Romney vowed to introduce five bills on his first day in office to: reduce the corporate income tax 25 percent; implement a free trade agreement with Colombia, Panama and South Korea; allow energy drilling in all areas currently approved for exploration; consolidate federal job retraining programs and give money and responsibility to the states; cutting nonsecurity discretionary spending by 5 percent, or $20 billion.

Also on the first day in office he would issue five executive orders, including a universal waiver for the new health care law; to halt all Obama administration regulations; to examine trade sanctions against China; to prohibit unions from using dues for elections.

Even before Romney delivered his remarks, Democrats presented a response. State Sen.
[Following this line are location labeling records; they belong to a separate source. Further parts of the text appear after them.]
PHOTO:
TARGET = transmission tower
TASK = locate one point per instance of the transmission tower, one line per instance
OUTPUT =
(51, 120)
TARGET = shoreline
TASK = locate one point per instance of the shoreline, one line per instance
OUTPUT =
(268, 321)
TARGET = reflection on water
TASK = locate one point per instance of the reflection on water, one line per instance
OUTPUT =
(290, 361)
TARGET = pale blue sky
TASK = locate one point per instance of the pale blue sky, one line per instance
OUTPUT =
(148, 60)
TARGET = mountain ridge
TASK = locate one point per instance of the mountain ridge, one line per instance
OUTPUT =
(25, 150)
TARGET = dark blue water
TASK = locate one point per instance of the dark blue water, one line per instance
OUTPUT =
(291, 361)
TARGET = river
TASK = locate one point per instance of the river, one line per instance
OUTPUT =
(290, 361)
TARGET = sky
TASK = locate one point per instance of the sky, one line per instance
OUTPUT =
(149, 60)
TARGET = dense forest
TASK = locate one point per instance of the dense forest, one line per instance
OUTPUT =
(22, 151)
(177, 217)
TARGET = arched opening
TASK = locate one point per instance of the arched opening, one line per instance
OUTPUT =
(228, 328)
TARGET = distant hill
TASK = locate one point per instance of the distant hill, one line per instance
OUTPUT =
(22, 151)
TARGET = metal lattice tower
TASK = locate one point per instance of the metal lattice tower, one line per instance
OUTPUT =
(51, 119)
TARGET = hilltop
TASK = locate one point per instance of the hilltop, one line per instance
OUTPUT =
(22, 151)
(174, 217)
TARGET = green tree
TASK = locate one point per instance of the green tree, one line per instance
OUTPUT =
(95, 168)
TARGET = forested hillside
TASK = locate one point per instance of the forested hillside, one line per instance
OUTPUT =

Steven Horsford, D-North Las Vegas, said Romney, who led Bain Capital, a venture capital firm, "has made a living killing middle class jobs to increase profits for big corporations and CEOs."

"I welcome Governor Romney to Nevada... But I would ask him to talk to those who will be impacted negatively by his proposals, not just the corporations that will benefit from them," Horsford said. "We don’t appreciate Governor Romney coming here and using our hardships as a photo-op for his campaign."